| Outcome | Probability | Yes Bid | Yes Ask | 24h Change | Volume | |
|---|---|---|---|---|---|---|
| Price to beat: $89.2684 | 63% | 59¢ | 61¢ | — | $248 | Trade → |
This market asks whether SOL (Solana) will be up or down after a 15‑minute interval; it matters because very short‑term markets capture immediate sentiment, liquidity and microstructure events that can move prices quickly.
SOL is a high‑liquidity cryptocurrency that can show large moves on short timeframes due to concentrated order flow, exchange outages, or news. Fifteen‑minute markets are designed to isolate ultra‑short‑term price changes and are used by traders and researchers to express or measure near‑instantaneous expectations.
Odds in this market reflect the aggregate beliefs and risk willingness of participants about SOL’s direction over that specific 15‑minute window; in ultra‑short markets, quoted odds can shift rapidly as new trades and information arrive.
Resolution depends on the market’s stated rules: typically it compares a reference price at the end of the 15‑minute interval with a starting price or threshold. The event page should list the exact price source and the comparison rule used for settlement.

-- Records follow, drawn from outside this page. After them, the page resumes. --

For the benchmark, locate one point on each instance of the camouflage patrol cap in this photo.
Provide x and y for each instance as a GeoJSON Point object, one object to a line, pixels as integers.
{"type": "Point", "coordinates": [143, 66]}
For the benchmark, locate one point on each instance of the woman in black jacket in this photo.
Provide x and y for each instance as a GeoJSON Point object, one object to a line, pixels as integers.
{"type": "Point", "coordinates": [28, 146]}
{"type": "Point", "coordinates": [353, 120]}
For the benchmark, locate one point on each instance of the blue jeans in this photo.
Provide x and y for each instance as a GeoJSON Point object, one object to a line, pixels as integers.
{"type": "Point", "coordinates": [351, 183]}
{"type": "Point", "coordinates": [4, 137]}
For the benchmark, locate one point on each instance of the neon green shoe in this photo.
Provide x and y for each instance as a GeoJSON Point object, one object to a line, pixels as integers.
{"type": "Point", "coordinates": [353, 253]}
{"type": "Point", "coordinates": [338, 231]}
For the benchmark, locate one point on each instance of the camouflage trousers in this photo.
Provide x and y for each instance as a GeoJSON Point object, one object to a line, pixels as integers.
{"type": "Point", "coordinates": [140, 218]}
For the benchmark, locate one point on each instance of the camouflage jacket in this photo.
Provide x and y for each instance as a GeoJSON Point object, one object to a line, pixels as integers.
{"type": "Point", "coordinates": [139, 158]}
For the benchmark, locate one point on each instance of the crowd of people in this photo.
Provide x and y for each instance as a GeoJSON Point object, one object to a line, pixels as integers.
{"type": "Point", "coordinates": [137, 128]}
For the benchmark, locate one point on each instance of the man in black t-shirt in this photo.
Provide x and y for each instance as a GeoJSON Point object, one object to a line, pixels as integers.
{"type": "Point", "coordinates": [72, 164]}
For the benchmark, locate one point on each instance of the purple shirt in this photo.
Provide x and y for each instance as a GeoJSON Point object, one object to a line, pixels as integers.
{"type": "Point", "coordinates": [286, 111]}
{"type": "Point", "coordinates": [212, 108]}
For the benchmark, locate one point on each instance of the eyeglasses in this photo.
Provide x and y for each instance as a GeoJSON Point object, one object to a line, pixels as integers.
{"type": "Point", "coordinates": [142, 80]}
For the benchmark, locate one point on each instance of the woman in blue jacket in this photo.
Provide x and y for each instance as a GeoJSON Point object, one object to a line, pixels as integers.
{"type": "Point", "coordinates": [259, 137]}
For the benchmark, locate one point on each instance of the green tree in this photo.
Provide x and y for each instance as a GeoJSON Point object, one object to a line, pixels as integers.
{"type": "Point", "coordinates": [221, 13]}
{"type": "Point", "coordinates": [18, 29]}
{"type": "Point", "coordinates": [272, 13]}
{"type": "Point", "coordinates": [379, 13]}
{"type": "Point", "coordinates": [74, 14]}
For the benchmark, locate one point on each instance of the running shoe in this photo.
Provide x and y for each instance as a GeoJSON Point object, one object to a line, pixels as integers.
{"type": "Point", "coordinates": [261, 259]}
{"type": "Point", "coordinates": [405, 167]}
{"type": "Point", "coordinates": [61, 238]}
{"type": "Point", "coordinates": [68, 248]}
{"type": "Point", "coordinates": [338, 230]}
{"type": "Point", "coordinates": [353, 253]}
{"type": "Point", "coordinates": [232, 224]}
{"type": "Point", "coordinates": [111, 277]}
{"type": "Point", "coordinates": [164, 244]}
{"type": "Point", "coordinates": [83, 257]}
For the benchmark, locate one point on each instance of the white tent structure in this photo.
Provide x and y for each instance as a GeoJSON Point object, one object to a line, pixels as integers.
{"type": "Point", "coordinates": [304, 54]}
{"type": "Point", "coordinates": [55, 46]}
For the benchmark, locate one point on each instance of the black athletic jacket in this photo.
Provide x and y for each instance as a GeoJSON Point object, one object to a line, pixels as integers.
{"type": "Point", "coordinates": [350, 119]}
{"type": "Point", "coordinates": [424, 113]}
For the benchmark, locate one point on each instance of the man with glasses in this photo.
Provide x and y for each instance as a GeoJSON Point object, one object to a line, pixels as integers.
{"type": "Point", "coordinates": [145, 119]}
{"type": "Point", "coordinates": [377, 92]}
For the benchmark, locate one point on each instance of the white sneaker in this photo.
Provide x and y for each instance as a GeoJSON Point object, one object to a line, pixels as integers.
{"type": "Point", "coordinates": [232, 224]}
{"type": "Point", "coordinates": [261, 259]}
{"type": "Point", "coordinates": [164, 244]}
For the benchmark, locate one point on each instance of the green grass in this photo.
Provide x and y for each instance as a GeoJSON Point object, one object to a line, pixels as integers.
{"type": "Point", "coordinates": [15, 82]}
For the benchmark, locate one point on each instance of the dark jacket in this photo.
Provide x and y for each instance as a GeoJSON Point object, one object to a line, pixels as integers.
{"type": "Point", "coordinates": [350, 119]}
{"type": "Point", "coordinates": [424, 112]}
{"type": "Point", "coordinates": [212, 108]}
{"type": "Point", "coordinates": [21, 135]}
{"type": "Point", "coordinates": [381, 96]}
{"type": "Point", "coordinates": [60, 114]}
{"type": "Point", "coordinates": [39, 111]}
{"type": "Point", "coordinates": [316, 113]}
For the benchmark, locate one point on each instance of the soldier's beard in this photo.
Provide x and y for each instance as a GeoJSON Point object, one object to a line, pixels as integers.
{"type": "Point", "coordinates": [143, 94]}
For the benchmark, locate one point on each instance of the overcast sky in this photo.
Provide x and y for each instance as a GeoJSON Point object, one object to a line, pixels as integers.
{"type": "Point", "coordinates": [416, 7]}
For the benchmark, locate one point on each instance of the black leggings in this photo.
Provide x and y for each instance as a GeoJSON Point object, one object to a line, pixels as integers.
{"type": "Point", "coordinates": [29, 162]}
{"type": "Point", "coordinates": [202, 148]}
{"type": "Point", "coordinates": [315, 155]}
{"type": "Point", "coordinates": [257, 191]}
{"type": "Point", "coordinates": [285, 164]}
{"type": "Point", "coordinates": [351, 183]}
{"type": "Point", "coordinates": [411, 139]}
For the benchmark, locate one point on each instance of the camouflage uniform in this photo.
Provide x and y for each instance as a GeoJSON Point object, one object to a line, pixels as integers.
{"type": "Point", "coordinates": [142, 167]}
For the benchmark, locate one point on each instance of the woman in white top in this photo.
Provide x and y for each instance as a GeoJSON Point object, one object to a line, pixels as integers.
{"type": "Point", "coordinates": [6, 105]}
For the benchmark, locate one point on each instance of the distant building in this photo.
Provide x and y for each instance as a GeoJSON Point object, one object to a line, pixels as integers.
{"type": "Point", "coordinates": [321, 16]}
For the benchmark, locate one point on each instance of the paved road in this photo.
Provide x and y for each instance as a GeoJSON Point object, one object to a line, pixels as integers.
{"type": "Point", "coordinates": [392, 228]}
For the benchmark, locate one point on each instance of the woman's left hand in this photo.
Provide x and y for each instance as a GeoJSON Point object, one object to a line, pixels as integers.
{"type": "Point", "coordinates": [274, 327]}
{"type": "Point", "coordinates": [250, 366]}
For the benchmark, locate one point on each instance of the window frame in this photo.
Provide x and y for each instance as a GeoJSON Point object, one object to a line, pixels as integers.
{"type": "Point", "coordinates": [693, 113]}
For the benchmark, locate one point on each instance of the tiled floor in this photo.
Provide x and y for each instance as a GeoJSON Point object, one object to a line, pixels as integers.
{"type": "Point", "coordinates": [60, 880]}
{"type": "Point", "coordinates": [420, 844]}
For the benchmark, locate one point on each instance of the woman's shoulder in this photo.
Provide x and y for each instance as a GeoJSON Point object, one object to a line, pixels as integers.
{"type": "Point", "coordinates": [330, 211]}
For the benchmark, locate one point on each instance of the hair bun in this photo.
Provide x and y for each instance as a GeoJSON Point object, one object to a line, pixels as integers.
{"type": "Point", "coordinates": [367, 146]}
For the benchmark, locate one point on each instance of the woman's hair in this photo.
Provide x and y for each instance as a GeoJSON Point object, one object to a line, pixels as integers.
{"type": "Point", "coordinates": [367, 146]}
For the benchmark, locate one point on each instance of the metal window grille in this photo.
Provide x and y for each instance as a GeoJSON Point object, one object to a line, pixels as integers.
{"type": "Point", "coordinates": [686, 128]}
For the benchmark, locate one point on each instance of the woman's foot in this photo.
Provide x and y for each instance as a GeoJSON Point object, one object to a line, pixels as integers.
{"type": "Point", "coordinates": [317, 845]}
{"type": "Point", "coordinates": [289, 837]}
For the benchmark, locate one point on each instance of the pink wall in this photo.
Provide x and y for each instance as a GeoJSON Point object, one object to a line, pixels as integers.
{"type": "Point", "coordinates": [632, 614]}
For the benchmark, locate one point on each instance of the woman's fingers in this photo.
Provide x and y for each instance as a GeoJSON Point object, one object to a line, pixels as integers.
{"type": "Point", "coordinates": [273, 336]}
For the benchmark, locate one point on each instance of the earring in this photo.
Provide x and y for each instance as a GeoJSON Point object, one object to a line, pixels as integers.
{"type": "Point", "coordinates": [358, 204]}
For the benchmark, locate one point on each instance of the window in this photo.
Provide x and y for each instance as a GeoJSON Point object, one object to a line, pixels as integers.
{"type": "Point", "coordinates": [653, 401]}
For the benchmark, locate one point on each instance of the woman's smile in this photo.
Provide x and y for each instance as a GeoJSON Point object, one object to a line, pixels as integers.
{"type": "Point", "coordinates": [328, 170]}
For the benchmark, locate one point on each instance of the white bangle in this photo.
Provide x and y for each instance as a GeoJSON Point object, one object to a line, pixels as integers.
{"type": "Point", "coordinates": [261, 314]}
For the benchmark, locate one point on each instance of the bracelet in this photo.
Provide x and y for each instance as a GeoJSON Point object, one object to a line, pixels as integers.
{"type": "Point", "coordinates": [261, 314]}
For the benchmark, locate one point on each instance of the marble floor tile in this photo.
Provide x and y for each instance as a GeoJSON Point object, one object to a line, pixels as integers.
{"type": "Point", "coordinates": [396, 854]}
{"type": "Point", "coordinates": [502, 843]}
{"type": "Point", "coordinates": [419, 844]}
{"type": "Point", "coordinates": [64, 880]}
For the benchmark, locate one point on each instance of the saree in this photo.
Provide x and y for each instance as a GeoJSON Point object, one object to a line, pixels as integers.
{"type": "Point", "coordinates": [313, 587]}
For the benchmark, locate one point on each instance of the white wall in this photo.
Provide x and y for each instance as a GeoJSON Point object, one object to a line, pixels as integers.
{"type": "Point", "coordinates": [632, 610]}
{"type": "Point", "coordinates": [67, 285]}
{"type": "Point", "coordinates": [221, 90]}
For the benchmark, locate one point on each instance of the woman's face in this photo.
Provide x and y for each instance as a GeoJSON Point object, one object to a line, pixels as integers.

The start and resolution timestamps are specified on the market page; because this listing shows 'Closes: TBD', check the market details for the announced start time or await platform notification—resolution occurs at the end of the defined 15‑minute period.
Low cumulative volume means individual trades can move the market price and quoted odds significantly, so execution may be more costly and odds less stable compared with higher‑volume markets.
The market’s rules should name the exchange or aggregated feed used as the reference price; if the event page does not specify it, consult the platform’s documentation or support to confirm the authoritative price source.
Traders often use fast scalps, order‑book watching, liquidity‑taking with small size to avoid moving the price, or automated strategies that react to live feeds. These approaches carry elevated execution risk and are sensitive to fees, slippage, and latency.